Types of Linear Programming Problems
Following are the types of Linear Programming Problems:
- Manufacturing Problem
- Problem evaluates the number of units of various items produced or sold when we have:
- It involves maximizing the production rate or net profits
- Constraints: The number of workforces, machine hours, warehouse space, labor hours, etc., are given.
- Objective Function: Production Rate
- Diet Problem
- Evaluates the amount of nutrition that is required to include in the diet.
- The purpose of the diet problem is to set the daily nutrition needs at a minimal cost.
- Constraints: Calorie intake, level of sugar
- Objective Function: Cost of food Consumption
- Transportation Problem
- Used to evaluate the most cost-effective method of carrying or delivering products from the factory to the market.
- Constraints: Amount of material, cost of products
- Objective Function: Transportation cost
- Optimal Assignment Problem
- It is used to assign a task or an assignment to a company at a minimal cost in the minimum time.
- Constraints: Number of employees, number of work hours
- Objective Function: Number of tasks to be completed at a minimal cost.
- Optimal Assignment Problem
- It is used to assign a task or an assignment to a company at a minimal cost in the minimum time.
- Constraints: Number of employees, number of work hours
- Objective Function: Number of tasks to be completed at a minimal cost.
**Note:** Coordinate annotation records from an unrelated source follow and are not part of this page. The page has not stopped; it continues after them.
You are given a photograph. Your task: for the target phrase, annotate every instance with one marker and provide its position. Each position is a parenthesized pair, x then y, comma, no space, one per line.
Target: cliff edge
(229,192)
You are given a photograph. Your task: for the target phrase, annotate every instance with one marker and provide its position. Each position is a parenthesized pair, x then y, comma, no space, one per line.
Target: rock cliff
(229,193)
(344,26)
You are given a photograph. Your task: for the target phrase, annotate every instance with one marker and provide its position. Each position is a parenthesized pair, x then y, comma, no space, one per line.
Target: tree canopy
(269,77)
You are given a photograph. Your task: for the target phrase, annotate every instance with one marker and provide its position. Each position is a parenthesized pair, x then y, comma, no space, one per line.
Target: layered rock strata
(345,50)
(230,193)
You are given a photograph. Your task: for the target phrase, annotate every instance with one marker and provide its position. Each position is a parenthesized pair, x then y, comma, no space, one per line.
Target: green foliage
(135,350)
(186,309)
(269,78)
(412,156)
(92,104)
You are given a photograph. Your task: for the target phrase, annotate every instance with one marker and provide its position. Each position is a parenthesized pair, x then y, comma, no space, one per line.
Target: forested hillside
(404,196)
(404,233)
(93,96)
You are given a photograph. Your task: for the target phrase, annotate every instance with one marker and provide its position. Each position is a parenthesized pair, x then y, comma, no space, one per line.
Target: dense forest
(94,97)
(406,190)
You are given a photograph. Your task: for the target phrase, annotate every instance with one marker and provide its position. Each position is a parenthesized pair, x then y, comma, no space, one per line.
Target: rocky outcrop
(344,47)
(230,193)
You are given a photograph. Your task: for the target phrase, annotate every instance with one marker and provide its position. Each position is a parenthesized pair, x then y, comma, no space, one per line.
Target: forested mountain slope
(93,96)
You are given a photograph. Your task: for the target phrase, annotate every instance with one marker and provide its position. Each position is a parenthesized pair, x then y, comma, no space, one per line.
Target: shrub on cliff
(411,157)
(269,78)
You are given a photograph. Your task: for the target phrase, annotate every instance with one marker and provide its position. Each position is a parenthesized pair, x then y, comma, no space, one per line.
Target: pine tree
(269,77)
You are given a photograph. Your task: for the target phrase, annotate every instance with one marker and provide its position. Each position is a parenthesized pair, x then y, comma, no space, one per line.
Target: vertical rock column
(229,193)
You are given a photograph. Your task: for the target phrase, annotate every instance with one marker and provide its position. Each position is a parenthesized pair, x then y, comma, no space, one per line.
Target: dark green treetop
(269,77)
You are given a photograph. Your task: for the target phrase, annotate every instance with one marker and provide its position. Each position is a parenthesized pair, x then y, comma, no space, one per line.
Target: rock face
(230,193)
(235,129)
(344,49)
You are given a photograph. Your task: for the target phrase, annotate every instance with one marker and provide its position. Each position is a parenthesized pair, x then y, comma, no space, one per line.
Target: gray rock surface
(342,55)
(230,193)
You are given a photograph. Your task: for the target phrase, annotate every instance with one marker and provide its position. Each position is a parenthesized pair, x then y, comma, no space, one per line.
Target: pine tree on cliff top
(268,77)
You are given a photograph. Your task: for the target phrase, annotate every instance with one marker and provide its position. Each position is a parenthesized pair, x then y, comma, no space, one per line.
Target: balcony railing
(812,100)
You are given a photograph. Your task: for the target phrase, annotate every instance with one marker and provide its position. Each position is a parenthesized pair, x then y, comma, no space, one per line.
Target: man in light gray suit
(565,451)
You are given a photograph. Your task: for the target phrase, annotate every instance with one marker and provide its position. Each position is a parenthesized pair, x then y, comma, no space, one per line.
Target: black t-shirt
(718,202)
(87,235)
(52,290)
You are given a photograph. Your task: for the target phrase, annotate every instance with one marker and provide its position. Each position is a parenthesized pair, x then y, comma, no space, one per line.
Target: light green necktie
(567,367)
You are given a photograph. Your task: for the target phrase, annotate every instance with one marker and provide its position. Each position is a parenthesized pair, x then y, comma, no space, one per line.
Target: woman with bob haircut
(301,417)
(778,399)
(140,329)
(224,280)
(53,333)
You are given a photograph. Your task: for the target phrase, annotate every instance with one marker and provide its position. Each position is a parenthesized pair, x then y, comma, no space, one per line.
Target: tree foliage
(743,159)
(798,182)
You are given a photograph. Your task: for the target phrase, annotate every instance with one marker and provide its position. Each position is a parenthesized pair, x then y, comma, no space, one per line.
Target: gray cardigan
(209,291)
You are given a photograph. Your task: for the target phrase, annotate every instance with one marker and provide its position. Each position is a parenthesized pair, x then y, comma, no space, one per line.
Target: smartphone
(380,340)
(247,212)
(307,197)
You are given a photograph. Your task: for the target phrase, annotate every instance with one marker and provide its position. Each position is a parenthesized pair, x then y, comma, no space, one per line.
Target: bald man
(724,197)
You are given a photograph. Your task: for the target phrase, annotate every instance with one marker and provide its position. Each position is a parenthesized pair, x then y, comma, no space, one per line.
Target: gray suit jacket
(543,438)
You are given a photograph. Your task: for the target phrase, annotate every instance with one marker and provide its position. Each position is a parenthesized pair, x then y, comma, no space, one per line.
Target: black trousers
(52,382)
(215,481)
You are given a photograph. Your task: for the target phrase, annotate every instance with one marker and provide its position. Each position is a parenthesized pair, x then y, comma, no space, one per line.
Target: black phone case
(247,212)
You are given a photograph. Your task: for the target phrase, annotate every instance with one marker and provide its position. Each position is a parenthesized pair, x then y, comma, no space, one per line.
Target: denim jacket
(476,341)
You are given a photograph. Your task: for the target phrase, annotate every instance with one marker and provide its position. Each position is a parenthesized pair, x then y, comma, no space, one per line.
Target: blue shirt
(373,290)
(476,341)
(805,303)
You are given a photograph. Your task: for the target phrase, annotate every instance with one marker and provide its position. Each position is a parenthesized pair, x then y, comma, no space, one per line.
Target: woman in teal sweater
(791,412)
There are different methods to solve any Linear Programming Problem.
- Graphical Method
- Simplex Method
- North West Corner Method
- Least Square Methods
For now, we will discuss only Graphical method to solve LPP
Graphical Method
Steps for Graphical Method:
- Formulate the LPP.
- Construct the graph and plot all the constraint lines.
- Determine the valid side of each constraint line.
- Identify the feasible solution region.
- Find the optimum points.
- Calculate the coordinates of optimum points.
- Evaluate the objective function at the optimum point.
Example: Solve the given linear programming problem by graphical method.
Max Z = f(x, y) = 3x + 2y
Constraints: 2x + y <= 18
2x + 3y <= 42
3x + y <= 24
x >= 0, y >= 0
Now, let’s plot the graph of the given constraints and find the feasible region.
The above-shaded region (blue color) is the feasible region for the given lpp.
Now, we will find the value of the objective function at the corner points of the feasible region.
| Corner Point | f(x,y) = 3x+2y |
| (0, 0) | 0 |
| (8, 0) | 24 |
| (6, 6) | 30 |
| (3, 12) | 33 |
| (0, 14) | 28 |
From the above table, we got that the objective function obtains its maximum value at (3, 12).
Hence, the maximum value of the objective function f(x,y) = 3x + 2y = 33.